Atypical Presentation of Coronary Artery Fistula: Case Report and Review of the Literature.

Chest pain is one of the common complaints a patient presents to the healthcare provider. It needs prompt evaluation to determine the cause and origin. Angina occurs when myocardial oxygen demand exceeds oxygen supply; the clinical manifestation is often chest discomfort. Atherosclerotic disease is the major cause of angina.
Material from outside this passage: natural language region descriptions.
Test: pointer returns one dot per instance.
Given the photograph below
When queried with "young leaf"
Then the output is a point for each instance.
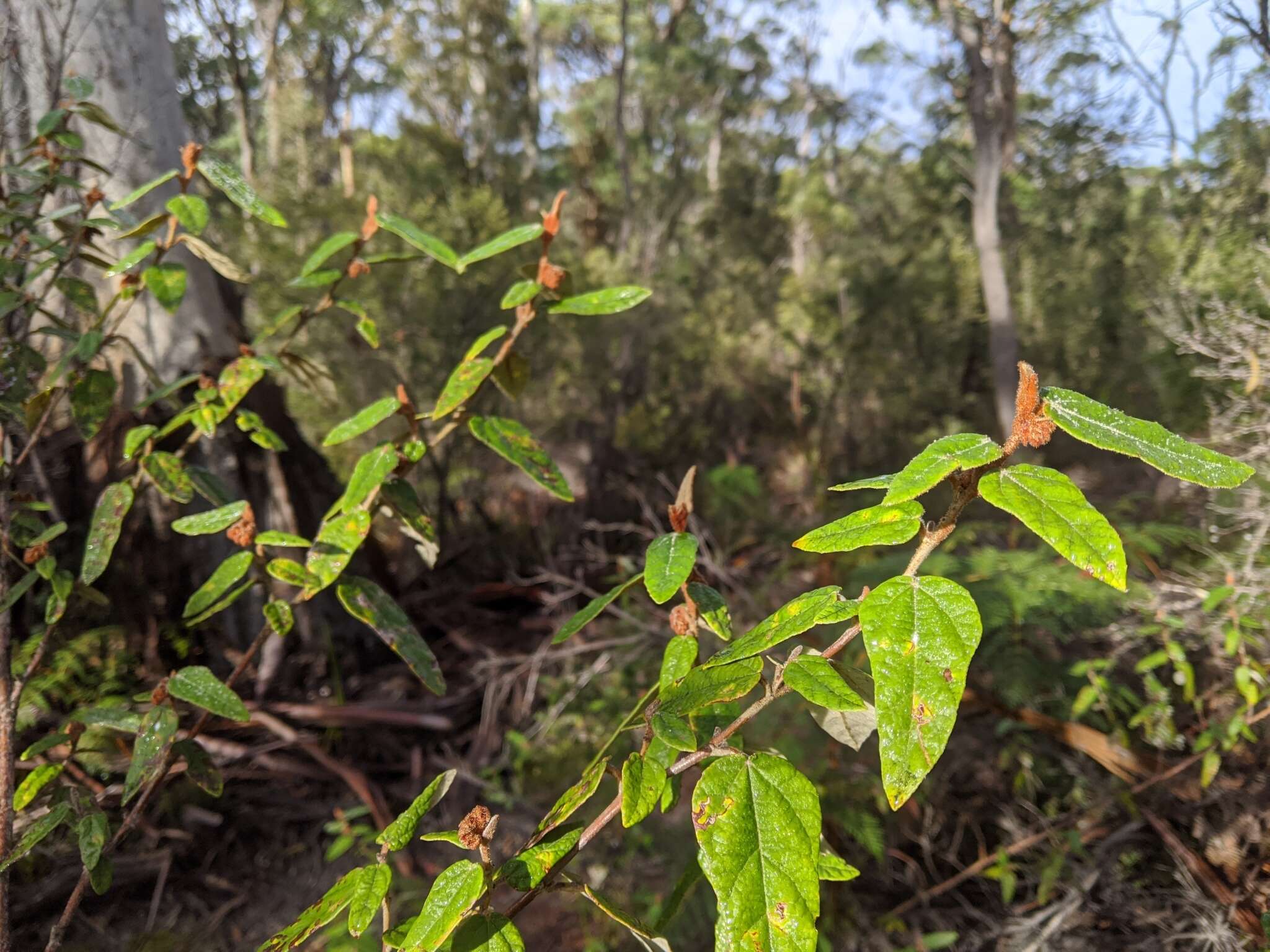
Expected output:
(141, 191)
(37, 832)
(92, 399)
(487, 932)
(131, 259)
(1053, 507)
(399, 833)
(231, 183)
(962, 451)
(711, 610)
(200, 769)
(643, 781)
(592, 610)
(453, 894)
(1108, 428)
(758, 833)
(677, 660)
(518, 294)
(150, 749)
(921, 633)
(315, 915)
(710, 685)
(337, 242)
(516, 444)
(607, 301)
(464, 381)
(103, 532)
(167, 282)
(168, 472)
(210, 522)
(869, 483)
(92, 832)
(200, 687)
(498, 245)
(668, 564)
(337, 541)
(791, 619)
(278, 616)
(877, 526)
(191, 211)
(373, 606)
(818, 681)
(426, 243)
(528, 867)
(216, 587)
(35, 782)
(373, 886)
However, several non-atherosclerotic conditions have been studied and reported in the literature that causes angina in rarity. We describe a case of coronary artery fistula (CAF) likely causing angina.

Introduction

Coronary artery fistulas (CAFs) are one of the significant congenital anomalies bypassing the myocardial capillary bed forming a communication between a coronary artery and either a chamber of the heart or any systemic or pulmonary circulation [1] The incidence of CAF and coronary anomalies is anywhere around 0.002% and 0.2 to 1.2% of the general population [2-3]. Coronary artery anomalies are mainly abnormalities of origin, distribution, and termination [4]. CAF is primarily due to congenital anomalies but can be acquired either due to a disease-related condition, traumatic or iatrogenic [5].

Case presentation

A 40-year-old Chinese male presented to the emergency department complaining of chest pain. The patient reported that he felt the pain while lifting a weight of 40 pounds in the kitchen. The chest pain was heavy, retrosternal, constant for 30 minutes, non-radiating associated with dizziness, nausea, and palpitations. It relieved gradually with rest after presenting to the emergency room. On further questioning, the patient revealed having similar episodes of chest pain for the past several years, limiting his physical activity (CCS Class II angina) but did not seek medical attention.
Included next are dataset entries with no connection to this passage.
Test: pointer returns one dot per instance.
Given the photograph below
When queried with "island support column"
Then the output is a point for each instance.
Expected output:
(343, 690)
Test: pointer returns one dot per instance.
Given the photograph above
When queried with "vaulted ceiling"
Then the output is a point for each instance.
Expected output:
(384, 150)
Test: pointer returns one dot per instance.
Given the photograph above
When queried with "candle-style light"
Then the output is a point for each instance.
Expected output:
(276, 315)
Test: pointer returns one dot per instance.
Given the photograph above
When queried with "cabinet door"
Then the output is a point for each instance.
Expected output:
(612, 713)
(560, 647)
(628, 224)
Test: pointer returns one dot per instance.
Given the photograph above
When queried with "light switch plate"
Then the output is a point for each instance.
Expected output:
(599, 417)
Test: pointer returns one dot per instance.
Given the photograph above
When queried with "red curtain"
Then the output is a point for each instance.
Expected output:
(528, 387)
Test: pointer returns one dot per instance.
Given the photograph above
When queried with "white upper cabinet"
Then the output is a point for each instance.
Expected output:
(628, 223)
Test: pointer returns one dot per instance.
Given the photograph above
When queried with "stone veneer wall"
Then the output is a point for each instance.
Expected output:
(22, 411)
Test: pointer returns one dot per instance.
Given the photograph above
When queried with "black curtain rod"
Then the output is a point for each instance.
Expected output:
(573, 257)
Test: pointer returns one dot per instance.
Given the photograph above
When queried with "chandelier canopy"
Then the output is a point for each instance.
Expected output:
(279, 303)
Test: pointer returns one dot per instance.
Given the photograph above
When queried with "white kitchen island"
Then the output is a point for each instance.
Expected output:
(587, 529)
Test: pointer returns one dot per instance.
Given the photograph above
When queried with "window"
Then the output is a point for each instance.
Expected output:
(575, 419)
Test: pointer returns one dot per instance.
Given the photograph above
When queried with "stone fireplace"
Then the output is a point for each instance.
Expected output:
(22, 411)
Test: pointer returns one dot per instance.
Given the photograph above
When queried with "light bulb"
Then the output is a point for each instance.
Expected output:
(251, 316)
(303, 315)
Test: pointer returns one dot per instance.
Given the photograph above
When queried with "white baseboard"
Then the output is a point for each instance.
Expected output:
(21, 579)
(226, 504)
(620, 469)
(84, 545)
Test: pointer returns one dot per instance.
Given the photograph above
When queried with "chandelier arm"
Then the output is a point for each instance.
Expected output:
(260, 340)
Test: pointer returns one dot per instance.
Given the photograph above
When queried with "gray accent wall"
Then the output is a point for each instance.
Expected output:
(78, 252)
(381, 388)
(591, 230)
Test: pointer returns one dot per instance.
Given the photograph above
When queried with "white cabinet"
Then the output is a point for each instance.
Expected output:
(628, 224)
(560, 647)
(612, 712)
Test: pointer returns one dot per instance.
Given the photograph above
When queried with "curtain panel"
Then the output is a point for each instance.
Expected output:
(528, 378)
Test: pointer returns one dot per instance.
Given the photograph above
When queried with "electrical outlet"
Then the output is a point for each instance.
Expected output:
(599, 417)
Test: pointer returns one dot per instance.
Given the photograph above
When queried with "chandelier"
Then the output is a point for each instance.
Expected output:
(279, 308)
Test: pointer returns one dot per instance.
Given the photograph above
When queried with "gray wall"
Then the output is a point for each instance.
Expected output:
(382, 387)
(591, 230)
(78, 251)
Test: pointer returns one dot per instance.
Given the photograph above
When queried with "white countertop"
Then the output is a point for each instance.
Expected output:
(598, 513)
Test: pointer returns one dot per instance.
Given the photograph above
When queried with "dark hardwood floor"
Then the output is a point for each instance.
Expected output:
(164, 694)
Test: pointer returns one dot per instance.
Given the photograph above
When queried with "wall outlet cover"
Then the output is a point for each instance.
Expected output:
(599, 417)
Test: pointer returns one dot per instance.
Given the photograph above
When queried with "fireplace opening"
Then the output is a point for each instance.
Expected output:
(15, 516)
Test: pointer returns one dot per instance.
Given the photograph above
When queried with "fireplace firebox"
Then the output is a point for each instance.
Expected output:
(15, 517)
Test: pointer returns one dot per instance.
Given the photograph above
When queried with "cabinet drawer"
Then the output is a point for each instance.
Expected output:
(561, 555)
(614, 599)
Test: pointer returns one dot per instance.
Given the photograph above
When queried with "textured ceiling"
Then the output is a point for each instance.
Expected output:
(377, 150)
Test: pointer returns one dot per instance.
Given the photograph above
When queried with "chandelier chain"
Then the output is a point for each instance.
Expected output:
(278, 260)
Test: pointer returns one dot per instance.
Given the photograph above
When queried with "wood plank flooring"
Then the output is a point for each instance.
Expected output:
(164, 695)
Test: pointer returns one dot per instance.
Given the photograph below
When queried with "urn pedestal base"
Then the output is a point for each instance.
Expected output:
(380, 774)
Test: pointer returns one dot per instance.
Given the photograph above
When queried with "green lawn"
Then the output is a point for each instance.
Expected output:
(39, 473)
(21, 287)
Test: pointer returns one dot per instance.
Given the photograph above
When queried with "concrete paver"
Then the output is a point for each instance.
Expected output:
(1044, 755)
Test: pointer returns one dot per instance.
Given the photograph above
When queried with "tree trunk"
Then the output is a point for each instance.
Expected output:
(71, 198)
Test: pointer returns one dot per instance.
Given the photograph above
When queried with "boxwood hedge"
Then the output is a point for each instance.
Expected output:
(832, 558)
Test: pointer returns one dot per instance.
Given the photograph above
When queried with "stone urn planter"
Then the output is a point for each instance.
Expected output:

The patient’s medical history was significant for gastroesophageal reflux disease but was not on medications. His social history revealed he was a worker in a restaurant and had ten pack-years of smoking history without any alcohol or illicit drug use. The patient denied having any significant family history. The patient’s physical exam revealed continuous grade II/VI murmur at left sternal border, otherwise clear lungs, normal jugular venous pressure, and no pedal edema. The patient’s initial troponin was negative, and electrocardiogram (EKG) findings showed mild tachycardia, as seen in Figure 1.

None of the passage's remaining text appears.